Sep 19, 2012, 10:48 AM
Speaking at the press briefing held at the Kairaba Beach Hotel, Modou Joof, permanent secretary of the Ministry of Tourism and Culture, said the 11th edition of the International Roots Homecoming Festival is scheduled to take place from 9 to 17 May 2014 in The Gambia.
“We believe that through culture we can unite Africans in the Diaspora,” PS Joof said, calling on Africans both at home and abroad to uphold and value their culture.
He said the theme of the 11th edition is ‘Celebrating unity through culture’. The festival is expected to attract over 200 participants across the world.
According to him, on 9 May they will welcome a lot of guests from all over the world to celebrate the unique culture in the Smiling Coast of Africa.
Adama Njie, director of Marketing, Gambia Tourism Board, called on everyone to work towards the success of the roots festival.
Chief Superintendent of Police, Ebrima Jabang, said there will be enough security in place, while calling on the public to come in their large numbers to celebrate the festival.
“All security arrangements are in place so people can come in their large numbers, especially for the musical jamboree, at the Independence Stadium,” he added.
Captain Seedia Danso, Officer Commanding Tourists Security Unit, said there could not be any meaningful development without security.
“We are ready to protect our guests to enjoy the hospitality in a peaceful atmosphere and we assure everyone that everything is in place for security to protect all those who come to grace the festival,” he said.
According to tourism officials, this year’s activities include an African king and queen banquet, a carnival procession of masquerades and cultural groups, and a masquerade ball.
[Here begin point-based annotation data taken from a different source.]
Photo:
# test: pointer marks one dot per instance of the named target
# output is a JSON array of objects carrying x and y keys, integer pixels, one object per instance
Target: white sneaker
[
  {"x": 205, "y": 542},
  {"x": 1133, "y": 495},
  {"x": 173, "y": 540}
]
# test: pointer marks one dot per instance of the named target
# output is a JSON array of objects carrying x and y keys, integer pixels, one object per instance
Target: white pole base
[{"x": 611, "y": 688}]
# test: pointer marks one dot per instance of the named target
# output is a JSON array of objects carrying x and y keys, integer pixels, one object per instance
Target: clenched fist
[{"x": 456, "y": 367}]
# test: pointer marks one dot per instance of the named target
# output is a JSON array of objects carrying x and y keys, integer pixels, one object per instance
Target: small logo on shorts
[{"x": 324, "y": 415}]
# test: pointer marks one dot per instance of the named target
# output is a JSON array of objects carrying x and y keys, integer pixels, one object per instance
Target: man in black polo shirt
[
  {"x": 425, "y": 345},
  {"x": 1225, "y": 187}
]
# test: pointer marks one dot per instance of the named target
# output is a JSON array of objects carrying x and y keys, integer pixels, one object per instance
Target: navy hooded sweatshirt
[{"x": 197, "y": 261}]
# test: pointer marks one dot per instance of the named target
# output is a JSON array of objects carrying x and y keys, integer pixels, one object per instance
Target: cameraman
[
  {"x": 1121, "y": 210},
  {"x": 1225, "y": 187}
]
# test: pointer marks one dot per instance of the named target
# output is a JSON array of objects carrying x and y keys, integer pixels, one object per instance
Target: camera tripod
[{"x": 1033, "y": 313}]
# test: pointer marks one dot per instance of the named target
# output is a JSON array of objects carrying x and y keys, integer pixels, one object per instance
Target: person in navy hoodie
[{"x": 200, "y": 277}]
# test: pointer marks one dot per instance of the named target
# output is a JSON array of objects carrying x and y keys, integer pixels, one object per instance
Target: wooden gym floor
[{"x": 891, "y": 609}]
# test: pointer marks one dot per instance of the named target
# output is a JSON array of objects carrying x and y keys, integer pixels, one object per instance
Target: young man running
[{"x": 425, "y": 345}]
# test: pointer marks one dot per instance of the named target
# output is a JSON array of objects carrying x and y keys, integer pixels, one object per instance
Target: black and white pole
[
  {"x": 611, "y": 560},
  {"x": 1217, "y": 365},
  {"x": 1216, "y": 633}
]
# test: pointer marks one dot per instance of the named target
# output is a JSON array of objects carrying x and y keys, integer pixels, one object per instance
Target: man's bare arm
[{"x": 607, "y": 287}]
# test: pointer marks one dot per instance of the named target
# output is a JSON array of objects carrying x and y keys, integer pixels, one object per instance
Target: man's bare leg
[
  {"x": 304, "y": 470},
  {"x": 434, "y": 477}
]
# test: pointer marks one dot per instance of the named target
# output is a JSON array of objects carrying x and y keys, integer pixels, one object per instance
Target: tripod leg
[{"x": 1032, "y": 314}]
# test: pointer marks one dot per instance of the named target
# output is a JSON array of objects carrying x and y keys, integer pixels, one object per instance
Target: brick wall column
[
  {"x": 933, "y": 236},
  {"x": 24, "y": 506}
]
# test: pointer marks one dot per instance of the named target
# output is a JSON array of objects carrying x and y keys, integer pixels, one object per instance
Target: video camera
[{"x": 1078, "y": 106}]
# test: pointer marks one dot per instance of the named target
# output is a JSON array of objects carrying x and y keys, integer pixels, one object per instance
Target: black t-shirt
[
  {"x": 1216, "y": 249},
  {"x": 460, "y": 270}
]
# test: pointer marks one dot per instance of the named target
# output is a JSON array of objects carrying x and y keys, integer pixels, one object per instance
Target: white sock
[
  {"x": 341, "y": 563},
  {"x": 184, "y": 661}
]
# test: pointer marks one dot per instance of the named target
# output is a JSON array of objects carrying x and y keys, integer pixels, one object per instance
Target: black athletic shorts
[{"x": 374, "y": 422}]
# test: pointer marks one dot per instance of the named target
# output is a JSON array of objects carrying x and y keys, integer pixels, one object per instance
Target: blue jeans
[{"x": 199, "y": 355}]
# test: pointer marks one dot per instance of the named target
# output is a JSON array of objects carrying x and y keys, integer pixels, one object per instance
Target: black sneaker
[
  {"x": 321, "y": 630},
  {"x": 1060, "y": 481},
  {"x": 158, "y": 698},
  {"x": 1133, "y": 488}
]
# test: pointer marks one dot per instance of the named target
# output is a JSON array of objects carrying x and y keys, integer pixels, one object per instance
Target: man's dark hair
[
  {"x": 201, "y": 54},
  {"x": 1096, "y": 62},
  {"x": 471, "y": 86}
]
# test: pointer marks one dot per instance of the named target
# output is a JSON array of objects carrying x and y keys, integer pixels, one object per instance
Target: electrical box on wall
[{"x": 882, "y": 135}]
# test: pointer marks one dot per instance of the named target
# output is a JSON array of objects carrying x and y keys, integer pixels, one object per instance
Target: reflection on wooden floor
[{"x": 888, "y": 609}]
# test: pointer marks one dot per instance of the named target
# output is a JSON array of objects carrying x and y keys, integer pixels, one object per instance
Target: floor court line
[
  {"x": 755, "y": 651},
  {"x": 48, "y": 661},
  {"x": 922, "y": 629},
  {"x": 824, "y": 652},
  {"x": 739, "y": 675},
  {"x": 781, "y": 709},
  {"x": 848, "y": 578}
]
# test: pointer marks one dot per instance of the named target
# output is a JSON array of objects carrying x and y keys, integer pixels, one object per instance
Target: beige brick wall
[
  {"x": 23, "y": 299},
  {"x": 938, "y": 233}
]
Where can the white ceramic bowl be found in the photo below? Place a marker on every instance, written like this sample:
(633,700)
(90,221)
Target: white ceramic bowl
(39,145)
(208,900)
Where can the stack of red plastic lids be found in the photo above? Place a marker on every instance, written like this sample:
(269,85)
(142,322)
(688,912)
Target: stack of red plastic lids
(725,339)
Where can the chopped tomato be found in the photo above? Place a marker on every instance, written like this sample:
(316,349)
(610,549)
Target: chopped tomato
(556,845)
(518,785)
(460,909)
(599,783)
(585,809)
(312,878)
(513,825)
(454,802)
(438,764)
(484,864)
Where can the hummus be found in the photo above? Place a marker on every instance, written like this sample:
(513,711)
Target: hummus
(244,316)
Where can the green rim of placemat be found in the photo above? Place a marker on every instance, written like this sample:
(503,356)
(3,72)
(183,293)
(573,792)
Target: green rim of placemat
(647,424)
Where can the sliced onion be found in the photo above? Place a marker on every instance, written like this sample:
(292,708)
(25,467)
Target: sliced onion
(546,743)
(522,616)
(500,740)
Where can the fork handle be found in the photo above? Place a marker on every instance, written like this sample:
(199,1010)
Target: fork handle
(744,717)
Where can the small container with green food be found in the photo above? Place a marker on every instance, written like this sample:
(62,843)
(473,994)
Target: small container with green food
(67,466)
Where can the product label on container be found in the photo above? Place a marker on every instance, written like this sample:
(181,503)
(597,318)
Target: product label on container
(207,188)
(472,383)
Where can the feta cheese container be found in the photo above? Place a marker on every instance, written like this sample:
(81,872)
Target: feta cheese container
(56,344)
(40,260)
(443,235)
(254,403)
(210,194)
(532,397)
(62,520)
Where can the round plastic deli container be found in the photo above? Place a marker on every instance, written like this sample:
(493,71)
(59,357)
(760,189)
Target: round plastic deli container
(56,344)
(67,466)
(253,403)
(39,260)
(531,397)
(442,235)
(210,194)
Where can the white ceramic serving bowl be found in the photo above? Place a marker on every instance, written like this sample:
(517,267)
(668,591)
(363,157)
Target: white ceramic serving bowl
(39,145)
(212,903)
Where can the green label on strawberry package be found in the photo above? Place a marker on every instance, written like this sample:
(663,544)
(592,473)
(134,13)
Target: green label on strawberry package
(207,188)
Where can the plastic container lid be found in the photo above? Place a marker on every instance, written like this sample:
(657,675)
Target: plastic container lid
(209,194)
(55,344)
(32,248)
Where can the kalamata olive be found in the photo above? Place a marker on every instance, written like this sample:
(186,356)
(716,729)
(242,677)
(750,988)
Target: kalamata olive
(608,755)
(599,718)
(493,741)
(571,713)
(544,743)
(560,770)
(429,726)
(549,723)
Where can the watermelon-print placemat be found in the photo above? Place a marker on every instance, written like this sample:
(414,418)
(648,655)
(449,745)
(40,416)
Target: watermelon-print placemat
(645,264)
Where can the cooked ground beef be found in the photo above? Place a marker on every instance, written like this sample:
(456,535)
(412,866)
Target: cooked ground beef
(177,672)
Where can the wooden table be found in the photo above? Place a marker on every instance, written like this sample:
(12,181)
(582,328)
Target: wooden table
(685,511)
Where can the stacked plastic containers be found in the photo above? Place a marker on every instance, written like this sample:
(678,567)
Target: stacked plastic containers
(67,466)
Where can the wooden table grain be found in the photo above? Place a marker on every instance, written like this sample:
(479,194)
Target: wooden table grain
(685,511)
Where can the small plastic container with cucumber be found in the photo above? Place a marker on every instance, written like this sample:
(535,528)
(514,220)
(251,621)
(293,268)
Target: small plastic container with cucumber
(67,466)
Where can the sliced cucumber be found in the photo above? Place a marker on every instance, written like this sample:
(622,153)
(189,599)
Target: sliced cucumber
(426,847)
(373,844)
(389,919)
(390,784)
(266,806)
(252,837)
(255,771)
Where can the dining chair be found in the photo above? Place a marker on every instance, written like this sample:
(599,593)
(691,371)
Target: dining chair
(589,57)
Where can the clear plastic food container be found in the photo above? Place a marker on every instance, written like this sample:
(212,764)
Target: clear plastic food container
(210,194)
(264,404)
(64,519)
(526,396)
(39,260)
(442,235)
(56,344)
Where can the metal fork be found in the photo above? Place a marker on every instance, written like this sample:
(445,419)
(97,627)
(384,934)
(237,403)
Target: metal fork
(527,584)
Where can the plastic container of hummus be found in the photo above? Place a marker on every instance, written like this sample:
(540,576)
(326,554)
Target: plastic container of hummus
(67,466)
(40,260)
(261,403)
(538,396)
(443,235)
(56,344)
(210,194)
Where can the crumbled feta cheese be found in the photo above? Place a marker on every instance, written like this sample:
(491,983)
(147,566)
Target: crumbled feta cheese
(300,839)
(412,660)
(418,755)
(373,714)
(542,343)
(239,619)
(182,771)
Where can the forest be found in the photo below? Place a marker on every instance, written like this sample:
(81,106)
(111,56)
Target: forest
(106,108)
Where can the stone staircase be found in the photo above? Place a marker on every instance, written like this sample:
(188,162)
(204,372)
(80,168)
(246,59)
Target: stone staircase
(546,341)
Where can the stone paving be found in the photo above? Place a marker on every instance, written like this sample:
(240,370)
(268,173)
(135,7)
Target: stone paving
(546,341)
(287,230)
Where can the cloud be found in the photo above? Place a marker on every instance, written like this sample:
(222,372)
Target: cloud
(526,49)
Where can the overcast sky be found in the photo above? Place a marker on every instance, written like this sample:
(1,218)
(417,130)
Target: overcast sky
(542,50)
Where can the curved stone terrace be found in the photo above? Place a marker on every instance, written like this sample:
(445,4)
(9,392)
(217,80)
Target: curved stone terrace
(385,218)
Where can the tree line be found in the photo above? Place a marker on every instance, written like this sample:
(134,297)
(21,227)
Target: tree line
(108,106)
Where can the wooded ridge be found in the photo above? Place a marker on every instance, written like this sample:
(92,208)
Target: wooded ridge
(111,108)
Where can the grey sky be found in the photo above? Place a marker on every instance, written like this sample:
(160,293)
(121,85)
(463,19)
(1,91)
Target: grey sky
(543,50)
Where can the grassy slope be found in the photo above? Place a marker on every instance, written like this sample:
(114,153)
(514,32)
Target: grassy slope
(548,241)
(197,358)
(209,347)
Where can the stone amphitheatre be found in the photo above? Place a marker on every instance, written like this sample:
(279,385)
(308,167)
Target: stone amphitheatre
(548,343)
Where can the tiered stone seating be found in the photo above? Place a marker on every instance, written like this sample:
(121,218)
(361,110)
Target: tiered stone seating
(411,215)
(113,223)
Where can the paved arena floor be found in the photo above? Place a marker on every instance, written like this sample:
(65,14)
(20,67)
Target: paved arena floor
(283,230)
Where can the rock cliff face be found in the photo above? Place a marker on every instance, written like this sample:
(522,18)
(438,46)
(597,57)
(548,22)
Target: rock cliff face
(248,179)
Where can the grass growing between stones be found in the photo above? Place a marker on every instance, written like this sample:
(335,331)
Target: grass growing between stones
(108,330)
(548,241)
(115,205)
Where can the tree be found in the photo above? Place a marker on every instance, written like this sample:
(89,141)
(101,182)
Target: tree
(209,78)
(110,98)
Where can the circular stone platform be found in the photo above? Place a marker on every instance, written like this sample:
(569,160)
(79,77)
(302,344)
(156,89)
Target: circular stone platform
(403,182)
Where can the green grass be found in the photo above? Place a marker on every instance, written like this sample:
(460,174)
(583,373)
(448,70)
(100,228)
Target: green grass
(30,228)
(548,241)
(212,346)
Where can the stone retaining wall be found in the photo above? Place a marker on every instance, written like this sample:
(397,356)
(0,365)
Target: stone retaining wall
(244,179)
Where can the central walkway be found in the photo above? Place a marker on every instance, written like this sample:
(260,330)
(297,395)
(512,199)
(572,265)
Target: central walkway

‘Futampaf’ (rites of passage) in Kanilai village, visit to Kunta Kinteh Island (James Island), the ancestral homestead of Kunta Kinteh and other historic and important sites, including the slavery museum.
This will be followed by a symposium, a visit to Makasutu culture forest and a traditional boat racing.
Organised by the Ministry of Tourism and Culture, the festival, which began in 2003, serves as a connecting point for Africans and those in the Diaspora.
It is also a period in which people reflect on the agony slaves went through during the triangular slave trade, in which millions of Africans were uprooted from Africa and taken to the ‘New World’ via the Atlantic Ocean. Many never made it to the plantation sites of the ‘New World’, as a lot perished across the seas.
“The roots programmes are designed to further enlighten people culturally about the historic significance The Gambia bears, and the rich ethical cultures that prevail in The Gambia, which will be introduced to ‘pilgrims’ as they integrate with various tribal groups in the villages throughout several regions in the country,” stated the Ministry of Tourism and Culture.
Embracing Gambian culture, customs and values, history and traditions, strengthens and reaffirms one’s faith in African cultural heritage, it added.